Positional Tokenizer

Turns a text like Mary had a little lamb. into an array of tokens:

[
    { position: [ 0, 4 ], index: 0, type: 'word', value: 'Mary' },
    { position: [ 4, 5 ], index: 1, type: 'space', value: ' ' },
    { position: [ 5, 8 ], index: 2, type: 'word', value: 'had' },
    { position: [ 8, 9 ], index: 3, type: 'space', value: ' ' },
    { position: [ 9, 10 ], index: 4, type: 'word', value: 'a' },
    { position: [ 10, 11 ], index: 5, type: 'space', value: ' ' },
    { position: [ 11, 17 ], index: 6, type: 'word', value: 'little' },
    { position: [ 17, 18 ], index: 7, type: 'space', value: ' ' },
    { position: [ 18, 22 ], index: 8, type: 'word', value: 'lamb' },
    { position: [ 22, 23 ], index: 9, type: 'punctuation', value: '.' }
]

Installation

npm install positional-tokenizer --save

Usage

Positional tokenizer is preconfigured to tokenize words, spaces, punctuation and symbols.

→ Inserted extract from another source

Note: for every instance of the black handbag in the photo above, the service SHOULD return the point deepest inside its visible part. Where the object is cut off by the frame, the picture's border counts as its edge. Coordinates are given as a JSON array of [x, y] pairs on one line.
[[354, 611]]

import {Tokenizer, Token} from 'positional-tokenizer';

const text = "Mary had a little lamb.";

const tokenizer = new Tokenizer();
const tokens: Token[] = tokenizer.tokenize(text);

Configuration

Use with predefined Regex Patterns

import {Tokenizer, TokenizeSeparator, TokenizeLetter} from 'positional-tokenizer';

// Define tokenization rules to capture words and spaces only
const rules = [
    // Tokenize a single occurence of separator as spaaace
    Tokenizer.ruleMono({spaaace: TokenizeSeparator.ALL}),
    // Tokenize a consecutive sequence of letters as wooord
    Tokenizer.ruleMulti({wooord: TokenizeLetter.ALL})
];

// Pass the rules to the tokenizer constructor
const tokenizer = new Tokenizer(rules);

Compose rules

Tokenizer exposes static methods .ruleMono() and .ruleMulti() to compose the rules.

Tokenizer.ruleMono() will capture a single occurrence of a token type
Tokenizer.ruleMulti() will capture a group of consecutive occurrences of a token type

Both methods accept a key-value pair of a token type and tokenization pattern to apply.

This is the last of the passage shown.